Mutation patterns identified in the primary tumour and in the metastases. © H.Sültmann, C. Grüllich, DKFZ/NCT

In the metastasic tumour of another patient, the scientists found a mutation in the BRCA1 gene that had not been present before treatment. BRCA1 is a tumour suppressor gene that encodes a protein that repairs double strand breaks in the DNA. It has become known as the "breast cancer gene" because women with mutations in this gene have a dramatically higher risk of developing breast cancer. Genetically modified BRCA1 and the closely related BRCA2 gene are also involved in the development of ovarian and prostate cancer, and possibly also in the pathogenesis of colon and pancreatic cancer. "A drug called olaparib is successfully used to treat some of these cancers. This drug prevents cancer cells from interfering with DNA repair, so that the cancer cells undergo programmed cell death,” says Sültmann. Olaparib blocks poly-ADP-ribose polymerase (PARP), an enzyme involved in the repair of damaged DNA.

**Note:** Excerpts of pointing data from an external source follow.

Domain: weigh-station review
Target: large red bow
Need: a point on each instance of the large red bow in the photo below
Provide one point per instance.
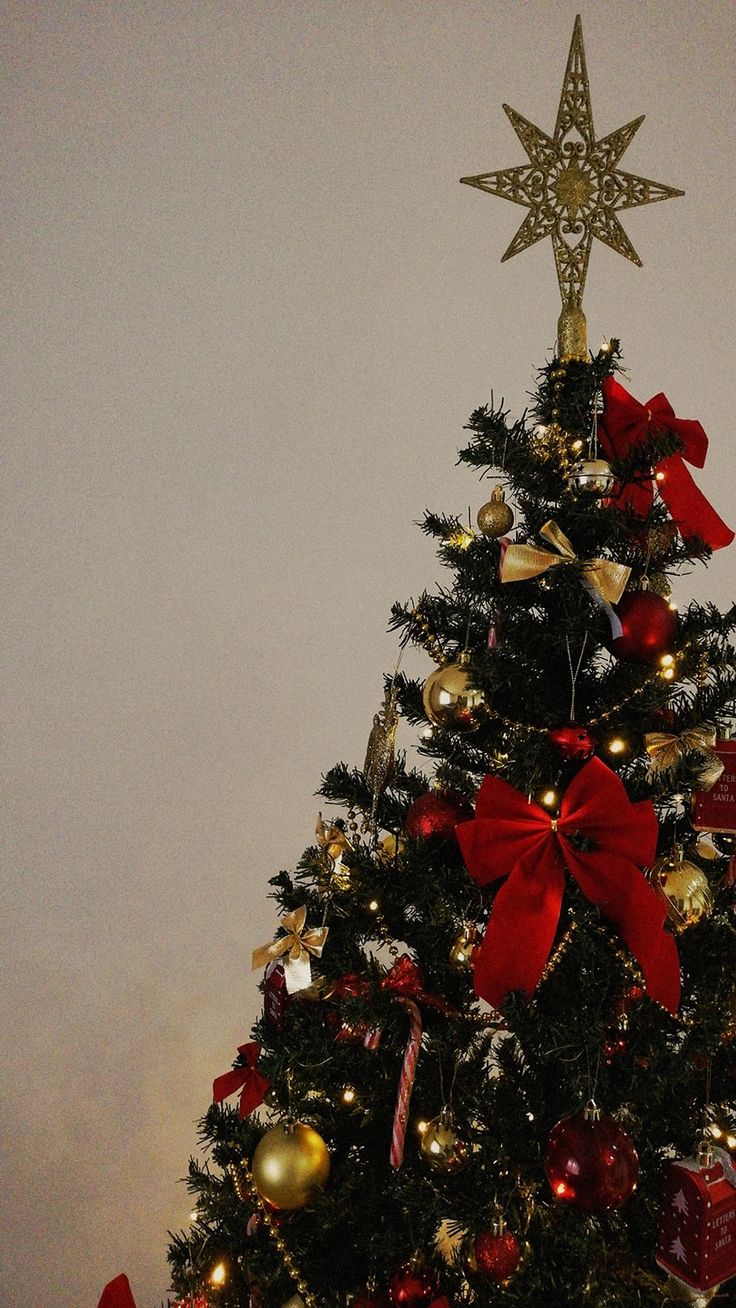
(254, 1084)
(510, 835)
(626, 424)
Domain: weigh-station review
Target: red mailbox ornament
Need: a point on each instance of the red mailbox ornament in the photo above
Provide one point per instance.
(697, 1234)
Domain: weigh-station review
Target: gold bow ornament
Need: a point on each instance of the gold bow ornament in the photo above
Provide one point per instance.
(667, 750)
(604, 578)
(298, 945)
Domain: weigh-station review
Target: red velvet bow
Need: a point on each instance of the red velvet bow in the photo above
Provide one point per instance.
(511, 835)
(407, 981)
(626, 424)
(254, 1084)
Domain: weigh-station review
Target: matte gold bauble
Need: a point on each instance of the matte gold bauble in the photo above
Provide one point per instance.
(590, 476)
(496, 518)
(685, 888)
(441, 1146)
(450, 699)
(290, 1166)
(463, 948)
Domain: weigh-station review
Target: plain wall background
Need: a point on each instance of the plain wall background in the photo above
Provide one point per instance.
(247, 311)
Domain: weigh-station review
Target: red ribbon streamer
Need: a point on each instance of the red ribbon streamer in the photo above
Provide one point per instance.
(254, 1084)
(624, 425)
(510, 835)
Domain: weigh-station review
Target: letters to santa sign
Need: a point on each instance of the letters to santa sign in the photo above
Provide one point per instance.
(697, 1235)
(715, 808)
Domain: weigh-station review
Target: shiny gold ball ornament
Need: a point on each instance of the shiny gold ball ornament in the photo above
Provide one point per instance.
(463, 948)
(450, 699)
(290, 1166)
(591, 478)
(441, 1146)
(685, 888)
(496, 518)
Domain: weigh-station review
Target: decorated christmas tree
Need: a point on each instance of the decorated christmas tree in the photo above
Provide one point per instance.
(496, 1057)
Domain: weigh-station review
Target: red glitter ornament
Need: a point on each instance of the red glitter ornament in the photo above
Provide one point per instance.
(413, 1285)
(574, 742)
(437, 814)
(497, 1252)
(649, 625)
(590, 1162)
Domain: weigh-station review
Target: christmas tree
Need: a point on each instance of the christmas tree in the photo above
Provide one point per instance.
(496, 1056)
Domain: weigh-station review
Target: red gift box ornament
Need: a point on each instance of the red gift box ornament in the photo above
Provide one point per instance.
(513, 837)
(697, 1234)
(624, 425)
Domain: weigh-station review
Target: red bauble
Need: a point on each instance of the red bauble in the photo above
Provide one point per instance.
(413, 1286)
(591, 1163)
(574, 742)
(497, 1255)
(437, 814)
(649, 627)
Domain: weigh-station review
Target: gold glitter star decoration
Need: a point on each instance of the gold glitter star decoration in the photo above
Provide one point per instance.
(573, 190)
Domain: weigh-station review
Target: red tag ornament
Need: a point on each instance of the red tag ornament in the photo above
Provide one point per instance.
(715, 808)
(697, 1235)
(513, 837)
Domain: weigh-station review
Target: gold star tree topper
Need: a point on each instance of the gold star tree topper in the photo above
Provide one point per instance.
(573, 190)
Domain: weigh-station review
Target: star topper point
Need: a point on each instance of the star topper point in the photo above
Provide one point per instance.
(573, 189)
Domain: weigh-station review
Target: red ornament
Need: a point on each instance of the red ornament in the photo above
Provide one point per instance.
(413, 1286)
(437, 814)
(276, 998)
(590, 1162)
(649, 625)
(497, 1253)
(574, 742)
(697, 1234)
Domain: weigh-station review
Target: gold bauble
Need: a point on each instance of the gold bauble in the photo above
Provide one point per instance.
(659, 585)
(441, 1146)
(463, 948)
(450, 699)
(290, 1166)
(590, 476)
(496, 518)
(685, 888)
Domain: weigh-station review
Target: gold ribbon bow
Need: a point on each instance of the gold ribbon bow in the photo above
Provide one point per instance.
(667, 750)
(298, 943)
(522, 561)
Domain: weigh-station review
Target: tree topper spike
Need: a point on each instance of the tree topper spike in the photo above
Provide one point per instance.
(573, 190)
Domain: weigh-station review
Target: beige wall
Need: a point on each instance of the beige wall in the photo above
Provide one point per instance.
(247, 313)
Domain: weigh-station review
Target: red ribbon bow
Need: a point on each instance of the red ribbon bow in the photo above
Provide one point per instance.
(511, 835)
(407, 981)
(254, 1084)
(626, 424)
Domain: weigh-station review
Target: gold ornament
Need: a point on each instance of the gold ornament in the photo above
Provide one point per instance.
(450, 699)
(666, 751)
(496, 518)
(685, 888)
(590, 476)
(659, 585)
(463, 948)
(441, 1146)
(290, 1166)
(573, 189)
(523, 561)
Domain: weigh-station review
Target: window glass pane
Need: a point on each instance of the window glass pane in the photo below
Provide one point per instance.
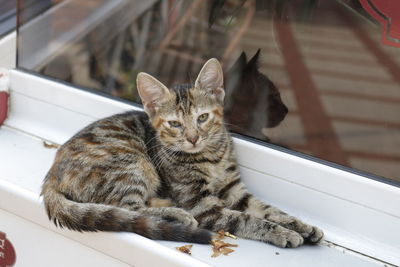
(319, 77)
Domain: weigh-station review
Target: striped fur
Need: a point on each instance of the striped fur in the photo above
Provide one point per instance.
(106, 176)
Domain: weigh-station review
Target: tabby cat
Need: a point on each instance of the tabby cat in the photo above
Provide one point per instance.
(106, 176)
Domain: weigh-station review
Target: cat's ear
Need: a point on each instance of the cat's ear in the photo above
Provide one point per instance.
(151, 91)
(211, 78)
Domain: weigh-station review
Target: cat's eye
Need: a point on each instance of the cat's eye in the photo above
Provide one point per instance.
(203, 117)
(174, 123)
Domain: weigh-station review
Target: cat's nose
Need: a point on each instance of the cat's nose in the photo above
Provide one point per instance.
(193, 139)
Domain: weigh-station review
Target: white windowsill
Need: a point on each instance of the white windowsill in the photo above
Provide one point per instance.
(354, 212)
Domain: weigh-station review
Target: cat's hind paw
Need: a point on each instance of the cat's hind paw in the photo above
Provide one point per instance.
(286, 238)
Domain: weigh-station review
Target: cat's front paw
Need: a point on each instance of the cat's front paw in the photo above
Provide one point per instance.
(285, 238)
(314, 236)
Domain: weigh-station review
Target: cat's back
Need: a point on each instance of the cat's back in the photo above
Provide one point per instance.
(108, 151)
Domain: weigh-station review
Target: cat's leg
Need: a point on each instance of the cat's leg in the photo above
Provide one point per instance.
(211, 215)
(238, 198)
(171, 214)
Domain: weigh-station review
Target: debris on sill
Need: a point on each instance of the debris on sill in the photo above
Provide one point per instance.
(185, 249)
(220, 247)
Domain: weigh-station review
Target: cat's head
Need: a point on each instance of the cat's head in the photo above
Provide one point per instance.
(186, 118)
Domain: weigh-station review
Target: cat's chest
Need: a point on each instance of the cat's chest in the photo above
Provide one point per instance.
(216, 176)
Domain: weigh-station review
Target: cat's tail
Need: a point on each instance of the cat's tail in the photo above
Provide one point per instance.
(98, 217)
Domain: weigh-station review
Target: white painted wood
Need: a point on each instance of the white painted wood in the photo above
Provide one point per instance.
(36, 246)
(354, 211)
(8, 51)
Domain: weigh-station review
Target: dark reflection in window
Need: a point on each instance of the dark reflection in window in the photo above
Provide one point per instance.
(312, 76)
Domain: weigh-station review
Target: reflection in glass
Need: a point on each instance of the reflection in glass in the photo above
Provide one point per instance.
(312, 76)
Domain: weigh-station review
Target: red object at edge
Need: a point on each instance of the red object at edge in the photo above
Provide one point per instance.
(3, 106)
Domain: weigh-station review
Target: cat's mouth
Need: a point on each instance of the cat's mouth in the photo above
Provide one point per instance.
(192, 148)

An interdisciplinary study led by Prof. Stefan Duensing, which also involved researchers from the Institute of Pathology at the Heidelberg University Hospital, the Department of Urology at the Heidelberg University Hospital and the NCT, has now demonstrated the efficacy of PARP inhibitors for treating prostate cancer in patients with defective BRCA1 or BRCA2 genes. “Patients with mutations in the BRCA1 and BRCA2 genes develop the tumour disease at a relatively young age. The disease progresses very rapidly and often has a fatal outcome,” explains Duensing, head of the Section of Molecular Oncology at the Department of Urology at Heidelberg University Hospital. “Initial treatment of affected patients with a PARP inhibitor has not led to a cure, but has significantly improved the patients' quality of life.” By analysing the mutations, prostate cancers can be divided into genomic groups with different disease progression for which different treatment options can be selected. At present, all patients with prostate cancer are usually treated in a similar way, but "in clinical practice, we have seen that the patients are actually significantly different, something we have suspected for a long time,” Prof. Markus Hohenfellner, the medical director of the Department of Urology at Heidelberg University Hospital.

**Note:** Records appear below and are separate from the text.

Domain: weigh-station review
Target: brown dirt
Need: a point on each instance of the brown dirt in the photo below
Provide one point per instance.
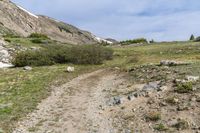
(74, 107)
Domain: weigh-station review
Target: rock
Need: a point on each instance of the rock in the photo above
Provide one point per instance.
(28, 68)
(163, 104)
(151, 86)
(182, 107)
(70, 69)
(131, 97)
(192, 78)
(5, 65)
(114, 101)
(167, 63)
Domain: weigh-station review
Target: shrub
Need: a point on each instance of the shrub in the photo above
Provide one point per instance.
(153, 116)
(7, 40)
(38, 35)
(181, 124)
(90, 54)
(160, 127)
(36, 40)
(32, 58)
(87, 54)
(184, 87)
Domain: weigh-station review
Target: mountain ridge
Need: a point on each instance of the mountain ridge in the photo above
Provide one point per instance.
(17, 20)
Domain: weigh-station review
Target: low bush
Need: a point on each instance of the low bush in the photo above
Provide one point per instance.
(36, 40)
(86, 54)
(160, 127)
(184, 87)
(139, 40)
(32, 58)
(38, 35)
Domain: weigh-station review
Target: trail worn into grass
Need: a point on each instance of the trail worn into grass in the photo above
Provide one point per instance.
(75, 107)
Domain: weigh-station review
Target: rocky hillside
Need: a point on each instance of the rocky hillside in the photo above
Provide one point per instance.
(16, 20)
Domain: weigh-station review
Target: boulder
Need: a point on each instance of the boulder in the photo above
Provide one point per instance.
(27, 68)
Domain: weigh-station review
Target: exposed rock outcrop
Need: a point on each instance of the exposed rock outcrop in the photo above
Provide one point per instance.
(17, 20)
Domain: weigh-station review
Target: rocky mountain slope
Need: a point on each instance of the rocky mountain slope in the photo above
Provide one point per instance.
(17, 20)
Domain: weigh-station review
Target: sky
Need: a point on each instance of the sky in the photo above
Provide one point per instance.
(161, 20)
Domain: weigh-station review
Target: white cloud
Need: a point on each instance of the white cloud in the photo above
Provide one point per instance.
(158, 19)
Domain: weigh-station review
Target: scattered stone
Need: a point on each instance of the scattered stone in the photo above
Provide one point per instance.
(28, 68)
(192, 78)
(114, 101)
(70, 69)
(182, 107)
(167, 63)
(172, 63)
(131, 97)
(151, 86)
(181, 124)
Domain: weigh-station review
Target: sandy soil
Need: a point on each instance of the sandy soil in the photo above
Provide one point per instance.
(75, 107)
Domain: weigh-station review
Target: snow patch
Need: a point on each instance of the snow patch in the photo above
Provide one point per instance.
(28, 12)
(100, 40)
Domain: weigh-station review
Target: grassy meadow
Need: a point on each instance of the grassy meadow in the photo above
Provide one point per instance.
(21, 91)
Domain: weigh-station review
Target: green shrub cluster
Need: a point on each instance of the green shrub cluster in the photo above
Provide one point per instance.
(139, 40)
(86, 54)
(38, 35)
(184, 87)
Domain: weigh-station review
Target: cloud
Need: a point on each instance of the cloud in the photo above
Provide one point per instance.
(157, 19)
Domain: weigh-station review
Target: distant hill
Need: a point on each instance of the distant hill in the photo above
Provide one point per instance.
(17, 20)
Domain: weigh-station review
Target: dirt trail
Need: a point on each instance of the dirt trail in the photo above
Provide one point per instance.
(75, 107)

In principle, it is also worthwhile considering a PARP inhibitor therapy for renal cancer patients with BRCA1 gene mutations such as those identified in the MORE trial. However, Grüllich emphasised that in addition to targeted molecular therapies, further treatment options such as immunotherapy must also be taken into consideration. He also points out that the results of the current study now need to be confirmed in a larger patient population before the mutation patterns of metastases can become part of therapy planning.

References:

Dietz S, Sültmann H, Du YJ, Reisinger E, Riedi AL, Volckmar A-L, Stenzinger A, Schlesner M, Jäger D, Hohhenfellner A, Duensing S, Grüllich C, Pahernik S (2017): Patient-specific molecular alterations are associated with metastatic clear cell renal cell cancer progressing under tyrosine kinase inhibitor therapy. Oncotarget May 23.doi:10.18632/oncotarget.18200

Nientiedt C, Tolstov Y, Volckmar A-L, Endris V, Bonekamp D, Haberkorn U, Jäger D, Sültmann H, Stenzinger A, Hohenfellner M, Grüllich C, Duensing S (publ. 29 September 2016): PARP inhibition in BRCA2-mutated prostate cancer. Annals of Oncology, Vol. 28, Issue 1, 1 January 2017, pp. 189-191.